Karen, Harney, and I just returned from a wonderful birding weekend in SE Iowa. On our way down we stopped at Eddyville Sand Dunes Prairie, which we had never visited. Some great habitat there we had never seen in Iowa, and nice birding as well, including BELL'S VIREO, ORCHARD ORIOLE, RED-HEADED WOODPECKER and CLAY-COLORED SPARROW. Finding the campground at Lacey-Keosauqua State Park closed (during the best camping month of the year ?!?) we pivoted towards Shimek SF (Lee Co) and camped at White Oak in Donnellson unit for two nights. Each night we heard 3 - 5 EASTERN WHIP-POOR-WILLS, and multiple BARRED OWLS as well as noisy coyotes calling in chorus. Our constant companions in the campsite were a BLUE-WINGED WARBLER (commonly seen wherever we went down there, it seemed), a BLUE-GRAY GNATCATCHER pair making their gnatcher noises, and OVENBIRDS, with SUMMER TANAGER dropping through occasionally. Along Donnellson Road in the forest we had both GRAY-CHEEKED THRUSH and BLACK-THROATED GREEN WARBLER.

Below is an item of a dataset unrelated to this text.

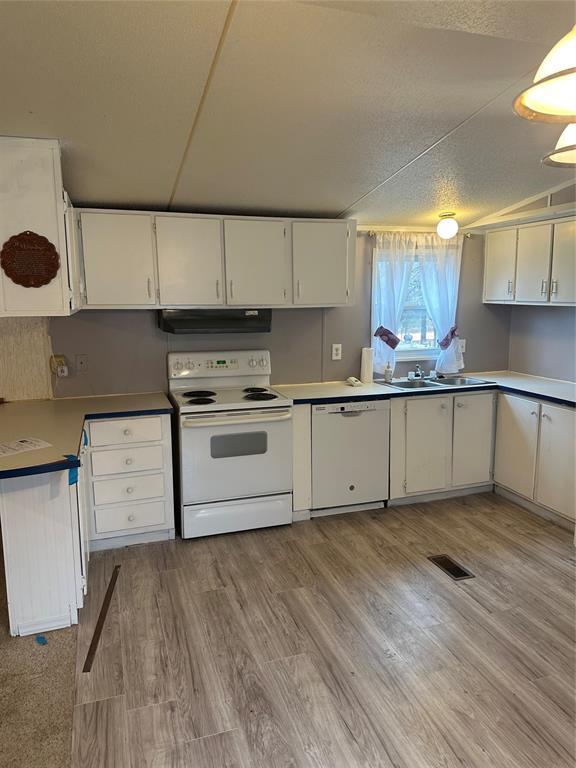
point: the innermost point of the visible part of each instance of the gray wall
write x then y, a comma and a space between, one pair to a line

On Saturday we birded Ely Ford area of Lacey-Keosauqua State Park, which was abundant with NORTHERN PARULA and WARBLING VIREO. We had multiple YELLOW-THROATED WARBLERS near the road, and walked in along the creek , finding a couple GOLDEN-WINGED WARBLERS, a few CHESTNUT-SIDED WARBLERS, a loudly singing very conspicuous KENTUCKY WARBLER, and our FOY EASTERN WOOD-PEWEE. A late morning hike around Lake Lacey was less birdy, but still yielded two more Kentucky Warblers and more Chestnut-sideds. ACADIAN FLYCATCHER was heard, WOOD THRUSH was heard often and seen briefly, and a stunning PILEATED WOODPECKER made an appearance. An afternoon stop by Lake Sugema found PURPLE MARTINS, PALM WARBLERS, and NORTHERN BOBWHITE.

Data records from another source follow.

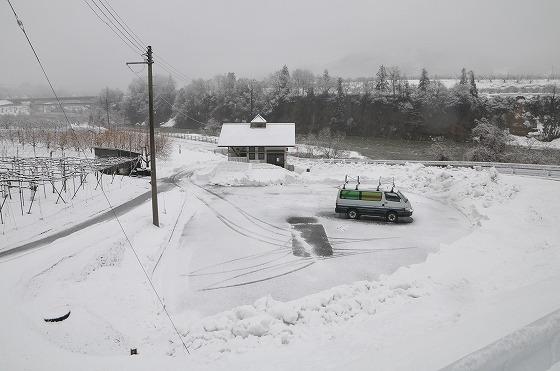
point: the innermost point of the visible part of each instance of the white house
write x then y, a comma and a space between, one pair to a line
258, 141
9, 108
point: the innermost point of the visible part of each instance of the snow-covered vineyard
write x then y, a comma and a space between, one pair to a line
469, 282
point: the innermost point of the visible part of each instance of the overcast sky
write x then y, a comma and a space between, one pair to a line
255, 37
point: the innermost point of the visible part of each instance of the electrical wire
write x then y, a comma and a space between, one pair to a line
111, 26
124, 30
20, 24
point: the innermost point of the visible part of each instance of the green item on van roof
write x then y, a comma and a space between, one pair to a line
350, 195
371, 196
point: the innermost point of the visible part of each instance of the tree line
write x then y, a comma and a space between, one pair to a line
386, 105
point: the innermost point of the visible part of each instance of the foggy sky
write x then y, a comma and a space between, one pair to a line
256, 37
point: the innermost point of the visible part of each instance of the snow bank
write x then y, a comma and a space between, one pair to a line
534, 143
244, 174
534, 347
268, 320
469, 190
168, 124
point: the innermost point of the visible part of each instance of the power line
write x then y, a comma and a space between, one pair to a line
131, 46
146, 273
116, 27
20, 24
137, 39
138, 43
125, 24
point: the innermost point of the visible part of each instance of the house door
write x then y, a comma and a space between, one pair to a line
275, 158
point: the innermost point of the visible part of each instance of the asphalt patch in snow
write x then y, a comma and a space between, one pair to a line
312, 234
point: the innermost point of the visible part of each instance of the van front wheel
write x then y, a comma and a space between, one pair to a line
392, 217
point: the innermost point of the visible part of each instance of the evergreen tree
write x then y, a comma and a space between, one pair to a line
463, 80
338, 118
381, 83
424, 81
325, 83
473, 90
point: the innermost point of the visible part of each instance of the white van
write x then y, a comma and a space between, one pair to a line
373, 202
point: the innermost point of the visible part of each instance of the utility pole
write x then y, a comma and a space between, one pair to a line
150, 61
107, 106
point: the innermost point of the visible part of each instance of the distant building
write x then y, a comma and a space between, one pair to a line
258, 141
9, 108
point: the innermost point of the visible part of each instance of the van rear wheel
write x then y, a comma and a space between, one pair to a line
392, 217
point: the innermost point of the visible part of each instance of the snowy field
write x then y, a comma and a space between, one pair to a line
247, 289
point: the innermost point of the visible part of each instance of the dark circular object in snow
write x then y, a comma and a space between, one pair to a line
58, 319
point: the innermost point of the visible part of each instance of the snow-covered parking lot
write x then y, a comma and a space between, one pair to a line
478, 260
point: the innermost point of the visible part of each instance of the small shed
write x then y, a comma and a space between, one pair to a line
258, 141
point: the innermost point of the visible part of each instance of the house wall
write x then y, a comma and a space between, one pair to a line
254, 154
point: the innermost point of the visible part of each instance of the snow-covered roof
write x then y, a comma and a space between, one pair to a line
258, 119
271, 135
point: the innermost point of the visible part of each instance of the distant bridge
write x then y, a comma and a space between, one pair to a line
41, 105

This morning's walk around the Croton Unit of Shimek State Forest yielded about five each of YELLOW-BREASTED CHAT and WHITE-EYED VIREO, both of which were conspicuous and giving great views. We were lacking two vireo species for our Iowa vireo slam for this trip, when a WHITE-EYED sounded off, then appeared, then flew into a tree very close to us. Karen said "There's two!" but when we inspected the second one, it turned out to be a PHILADELPHIA VIREO. That was a nice moment of serendipity, as the slam was completed. A SCARLET TANAGER made a nice appearance as well, and eight BLUE-WINGED WARBLERS eventually stopped gaining our attention. INDIGO BUNTINGS buzzed like an invading army. No Worm-eating Warbler was detected this morning, and the wrecked cars to the east were silent of wrens, though just to the east of the junk a GREEN HERON flew up off of a farm pond for an unexpected viewing. Back at Croton, walking the road along the creek gained us a LOUISIANA WATERTHRUSH at the creek crossing, a BARRED OWL flushing from under the bridge, another YELLOW-THROATED WARBLER, a curious OVENBIRD who was strutting along the gravel road for over two minutes, maybe picking up grit (?), and a FOY MAGNOLIA WARBLER, a nice capper for the trip. As a bonus, when we arrived home Karen discovered that our local EASTERN PHOEBES (which had been acting suspiciously) had built a nest above our seldom used porch door behind our garage and the female was sitting on it. We'll be watching their progress with interest.
Enjoyed meeting Chuck Fuller and Candace Havely along the birding trail, as well as some nice new-to-us birders from Fairfield and elsewhere. Hope to see many of you at IOU.